Likewise Norman Spinrad, a 60's writer, has jumped on the cyberpunk
bandstand with Little Heroes, a novel of "sex, rock,
and revolution." The novel itself is 500 pages long. The
flap however gives us a series of thumbnail portraits that reduces
the whole to MTV video size. This is Gloriana O'Toole, the Crazy
Old Lady of Rock and Roll. She still remembers Woodstock and Springsteen
but has been "put out to pasture by technology." She
will return, we are told, to create "the first computer-generated
rock star from bits and bytes and programs." There is Karen
Gold, college grad daughter of the "nouveau poor." There
is Paco Monaco, streetie punk, big-time wire dealer, then guerilla
leader, "where he must confront the reality of revolution--and
ultimately himself." These are holographic cliches striving
to come to life as coherent personalities, to reconnect with narrative,
with the developmental mythos of SF. But they never do.

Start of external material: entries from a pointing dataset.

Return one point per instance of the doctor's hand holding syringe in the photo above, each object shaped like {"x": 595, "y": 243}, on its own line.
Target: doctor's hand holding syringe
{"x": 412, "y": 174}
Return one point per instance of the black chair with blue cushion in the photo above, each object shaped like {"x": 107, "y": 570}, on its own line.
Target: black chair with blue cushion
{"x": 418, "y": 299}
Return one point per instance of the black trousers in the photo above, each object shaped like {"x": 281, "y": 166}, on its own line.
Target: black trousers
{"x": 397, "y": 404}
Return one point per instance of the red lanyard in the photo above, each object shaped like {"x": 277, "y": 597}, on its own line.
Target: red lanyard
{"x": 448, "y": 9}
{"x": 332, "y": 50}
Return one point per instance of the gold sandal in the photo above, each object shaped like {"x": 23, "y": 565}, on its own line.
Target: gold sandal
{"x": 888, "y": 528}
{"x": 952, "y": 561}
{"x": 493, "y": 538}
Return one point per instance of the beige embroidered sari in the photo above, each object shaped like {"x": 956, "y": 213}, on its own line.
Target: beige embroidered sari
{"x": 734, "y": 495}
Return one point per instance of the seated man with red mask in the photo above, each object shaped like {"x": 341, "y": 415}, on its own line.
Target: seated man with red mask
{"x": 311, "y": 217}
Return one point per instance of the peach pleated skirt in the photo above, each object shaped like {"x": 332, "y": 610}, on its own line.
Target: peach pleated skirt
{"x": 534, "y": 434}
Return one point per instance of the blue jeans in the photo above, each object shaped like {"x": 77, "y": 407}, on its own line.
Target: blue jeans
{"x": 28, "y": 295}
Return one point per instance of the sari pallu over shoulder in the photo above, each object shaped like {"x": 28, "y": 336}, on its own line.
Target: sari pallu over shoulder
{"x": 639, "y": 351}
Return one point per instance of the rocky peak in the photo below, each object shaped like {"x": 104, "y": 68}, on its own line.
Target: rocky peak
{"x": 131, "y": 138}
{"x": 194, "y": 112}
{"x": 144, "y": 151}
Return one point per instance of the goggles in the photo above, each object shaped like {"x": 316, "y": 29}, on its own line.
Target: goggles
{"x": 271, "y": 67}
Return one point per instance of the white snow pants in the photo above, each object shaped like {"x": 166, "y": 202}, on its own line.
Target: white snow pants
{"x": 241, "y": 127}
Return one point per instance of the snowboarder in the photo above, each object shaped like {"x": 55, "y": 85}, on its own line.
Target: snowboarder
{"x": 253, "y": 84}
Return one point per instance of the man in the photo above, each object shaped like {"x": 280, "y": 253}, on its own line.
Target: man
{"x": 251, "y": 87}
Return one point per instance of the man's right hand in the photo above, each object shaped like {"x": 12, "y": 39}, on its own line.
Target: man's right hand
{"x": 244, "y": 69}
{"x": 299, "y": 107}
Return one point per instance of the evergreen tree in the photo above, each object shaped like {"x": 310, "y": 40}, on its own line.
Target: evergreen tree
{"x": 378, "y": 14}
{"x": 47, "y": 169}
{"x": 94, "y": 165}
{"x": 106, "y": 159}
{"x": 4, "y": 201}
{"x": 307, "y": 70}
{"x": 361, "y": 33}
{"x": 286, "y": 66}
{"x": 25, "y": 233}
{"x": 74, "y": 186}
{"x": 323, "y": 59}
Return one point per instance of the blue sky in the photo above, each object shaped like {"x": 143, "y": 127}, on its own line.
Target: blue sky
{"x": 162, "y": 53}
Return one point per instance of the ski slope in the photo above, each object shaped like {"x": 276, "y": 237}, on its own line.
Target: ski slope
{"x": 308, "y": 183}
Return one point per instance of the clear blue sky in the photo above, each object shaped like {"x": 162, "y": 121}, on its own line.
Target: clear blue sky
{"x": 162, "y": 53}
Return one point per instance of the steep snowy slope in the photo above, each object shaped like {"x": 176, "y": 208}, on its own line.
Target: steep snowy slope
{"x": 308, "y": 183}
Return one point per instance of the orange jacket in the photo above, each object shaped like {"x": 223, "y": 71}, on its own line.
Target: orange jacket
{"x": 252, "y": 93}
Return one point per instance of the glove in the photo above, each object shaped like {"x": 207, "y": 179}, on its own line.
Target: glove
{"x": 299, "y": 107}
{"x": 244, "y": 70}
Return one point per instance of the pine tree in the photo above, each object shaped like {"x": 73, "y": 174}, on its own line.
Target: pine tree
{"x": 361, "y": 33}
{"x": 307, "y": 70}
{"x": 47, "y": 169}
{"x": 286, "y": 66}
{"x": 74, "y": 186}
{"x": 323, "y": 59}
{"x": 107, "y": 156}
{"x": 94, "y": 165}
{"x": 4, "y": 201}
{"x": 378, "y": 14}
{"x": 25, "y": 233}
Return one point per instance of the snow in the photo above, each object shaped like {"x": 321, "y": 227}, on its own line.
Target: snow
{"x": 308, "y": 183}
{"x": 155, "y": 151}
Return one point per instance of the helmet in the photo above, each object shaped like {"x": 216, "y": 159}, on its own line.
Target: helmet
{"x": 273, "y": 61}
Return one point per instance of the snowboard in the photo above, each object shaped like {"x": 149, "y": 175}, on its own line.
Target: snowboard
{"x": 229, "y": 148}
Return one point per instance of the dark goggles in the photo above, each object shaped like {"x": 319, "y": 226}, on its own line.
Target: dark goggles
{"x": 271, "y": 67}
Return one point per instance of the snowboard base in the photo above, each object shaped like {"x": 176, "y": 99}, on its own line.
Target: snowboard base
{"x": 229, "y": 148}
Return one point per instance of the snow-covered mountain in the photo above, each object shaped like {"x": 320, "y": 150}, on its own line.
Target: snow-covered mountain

This novel
is indeed as is said on the jacket, "multilayered."
Between fixed poles of corporate tyranny and individual rebellion,
we have a rigid taxonomy of not just little, but phantom heroes.
The center of gravity of this immobile and compressible structure
is MTV--rock and roll has lost its soul and doesn't know where
to find it.
The soul that has been lost in cyberpunk is that of the SF fable
itself. And finally, in recent novels like Spinrad's, the soul
of narrative in general, its power to complicate and evolve as
it classifies and concretizes, to ramify and resolve as it glitters.
Not only the soul but the body of narrative is giving way to the
disembodied image. What is going on here is what we saw prophetically
in the film Looker--an electronic transfer that is the
opposite of the old, incarnational form of body snatching, where
the alien takes over our flesh. Here the forms of fleshly women
are transferred to the television screen. The act necessitates, however, that the original flesh-and-blood person
be eliminated, physically killed so that the transfer to image
can take place. The dream of such images is total autonomy from
reality, and from story. This is what MTV dreams of doing to the
body of film, and cyberpunk to the corpus of SF.